The CSU needs to look forward, not backward, in funding to support its students
Note: The Friday “special topics” post this week is on higher education! Data for this post come from CSU statistical reports.
As a faculty member (read: professor) at California State University (CSU) San Bernardino, I am also a member of the California Faculty Association (CFA), which is the union which represents CSU faculty. The big news out of our union this past week is that negotiations over our next contract, between the CFA and CSU management, have collapsed. We have been allowed to declare an impasse after 18 months of negotiation and will now go into a phase of the negotiation process called “mediation”. If mediation fails, there are a few additional steps of fact-finding and negotiation, but it is possible that after we pass all those phases, that we will need to vote on whether to strike. You can read the link above to learn about the CFA and CSU demands.
The last time the CFA was planning to strike was in 2016. It was our first new contract since the Great Recession, and faculty had gone many years without a raise. A few days before the week-long strike was set to occur in April 2016, the CFA came to an agreement with the CSU which protected many of our benefits and offered us about 10.5% in retroactive and future raises.

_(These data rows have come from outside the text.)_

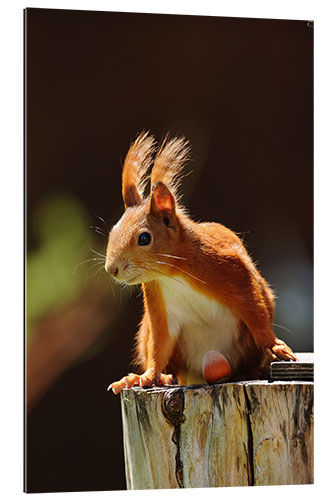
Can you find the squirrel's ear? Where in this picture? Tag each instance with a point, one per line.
(131, 196)
(162, 202)
(135, 168)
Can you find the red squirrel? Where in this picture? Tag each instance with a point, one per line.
(202, 292)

So, the strike was ultimately cancelled and we could celebrate a few victories.
About a year after that strike, in 2017, the CFA published a report titled “Equity Interrupted”, which argued that the CSU had been drastically underfunded for many years. I cannot find the report online anymore, but you can email me if you’d like to read it. The main chart showed that funding per student had been trending downward for at least the past 10 years. This is a big deal because the CSU plays a very important role in generating social mobility and equity across California. It seemed like the CSU was abandoning that mission.

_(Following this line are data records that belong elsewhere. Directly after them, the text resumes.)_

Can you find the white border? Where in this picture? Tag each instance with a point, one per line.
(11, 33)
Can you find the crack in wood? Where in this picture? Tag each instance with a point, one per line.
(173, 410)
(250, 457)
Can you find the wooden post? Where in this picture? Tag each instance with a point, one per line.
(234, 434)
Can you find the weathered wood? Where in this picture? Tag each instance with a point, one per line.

Last semester, a student in one of my classes (thanks Axel!) wanted to update that chart. Since 2015 (which is where the data ended), has funding continued to decline? Here is what they found:
Funding has gone up continuously, and is now higher, even after adjusting for inflation, than it has been in almost 20 years.
If the CSU can’t support faculty in the work they do to promote equity and achievement at “The People’s University”, it will be going against the grain of many years of public funding success. The ball is obviously in the CSU’s court.